When her husband Francis (Karl Glusman, "Love") relocates to his family’s native Romania for a new job, Julia (Maika Monroe, "It Follows") frequently finds herself alone in a new apartment building in an unfamiliar neighborhood of a foreign city. Bucharest is already unsettled by a serial killer known as The Spider when Julia becomes convinced a man in an apartment across the street is observing them and, like him, becomes a “Watcher.”
Laura's Review: B+
If Alex Garland recently explored all the ways men threaten women, from condescension to physical assault in “Men,” cowriter (with Zack Ford)/director Chloe Okuno ("V/H/S/94") leans on patriarchal societies’ frequent dismissal of female concerns over potential threats. Unfortunately, Okuno undercuts her own film’s climax, resorting to a really cheap device usually reserved for a film’s villain, but her handling of almost every aspect of her film up until that point is masterful. This is a filmmaker to watch.

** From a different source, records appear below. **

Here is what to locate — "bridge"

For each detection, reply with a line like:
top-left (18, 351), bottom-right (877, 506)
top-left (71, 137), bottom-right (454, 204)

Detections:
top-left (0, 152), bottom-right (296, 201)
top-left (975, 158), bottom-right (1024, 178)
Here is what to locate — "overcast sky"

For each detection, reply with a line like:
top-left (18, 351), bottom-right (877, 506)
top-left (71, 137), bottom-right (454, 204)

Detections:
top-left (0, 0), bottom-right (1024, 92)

Monroe completely anchors the film as a supportive wife trying to get out and establish life in a new country, constantly listening to language tapes, exploring the area and hosting dinner parties for her husband’s business associates. She also befriends English-speaking next door neighbor Irina (Madalina Anea, "The Protégé"), making a pact to watch each other’s back after Julia confides her concerns and Irina shows her her gun. As the film progresses, we see the actress turn inward, her character increasingly isolated by her husband’s constant absences and episodes which paint her in an unflattering light to outsiders.

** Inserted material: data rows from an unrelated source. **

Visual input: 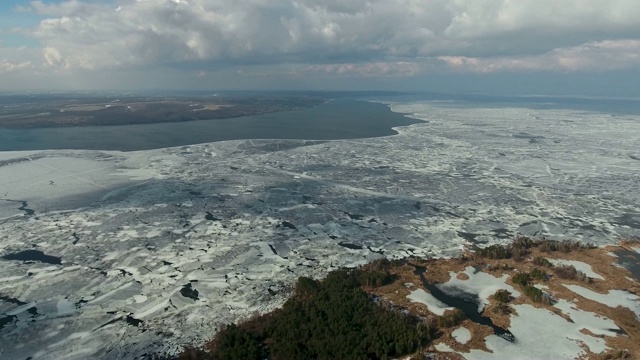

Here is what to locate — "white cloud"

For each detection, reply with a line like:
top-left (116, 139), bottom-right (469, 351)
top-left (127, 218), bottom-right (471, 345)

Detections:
top-left (3, 0), bottom-right (640, 85)
top-left (439, 40), bottom-right (640, 73)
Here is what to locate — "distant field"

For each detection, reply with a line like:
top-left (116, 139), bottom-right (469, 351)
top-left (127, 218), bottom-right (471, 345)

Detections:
top-left (0, 95), bottom-right (327, 129)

The film is beautifully designed, photographed (cinematographer Benjamin Kirk Nielson), edited (Michael Block) and blocked. Production designer Nora Dumitrescu creates a bright space for the couple’s apartment, softened with neutral pastels, a lovely framing for the blonde Monroe. Outside of the apartment, we are always aware of things unseen – the flashing lights of ambulances around the corner, the man settling in the seat behind Julia in a dark movie theater, the same man somewhere close within the maze of supermarket aisles and later within the bowels of the sex club Julia follows him into. In the film’s most brilliantly designed sequence, Julia descends in and old-fashioned wrought iron cage elevator as the man she fears, Samuel Veber (Burn Gorman, "The Dark Knight Rises"), ascends the spiral staircase which encircles it. Another, set on a subway train, is masterful in its slow focus on a prop to suggest the unthinkable.
In addition to Monroe, Gorman is really effective in a parallel performance which upends our perspective of his character in reverse of hers. Anea is one of several supporting actors who add local flavor. But Glusman is problematic, the character of Francis seemingly so concerned about his wife’s fears he is willing to report them to the police, then ultimately making light of them in a cannily staged public betrayal, a 180 reversal the actor, whose performance barely registers, cannot sell.

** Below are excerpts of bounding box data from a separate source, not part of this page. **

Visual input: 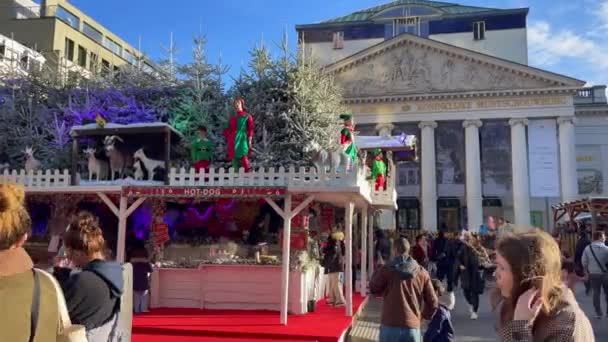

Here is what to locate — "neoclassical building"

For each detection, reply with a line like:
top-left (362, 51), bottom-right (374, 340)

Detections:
top-left (297, 0), bottom-right (608, 230)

In attempting to raise doubt over whether Julia’s concerns are real or imagined, Okuno tips the scales a little too far towards the latter when we are supposedly viewing things from Julia’s point of view, making her audience guilty of the same behavior her film warns against. But the filmmaker knows how to stylishly turn the screws, her film exhibiting flashes of Hitchcockian brilliance. Too bad about the compromised ending, but “Watcher” will creep up on you.
Robin's Review: B-
IFC Midnight opens "Watcher" in theaters on 6/3/22.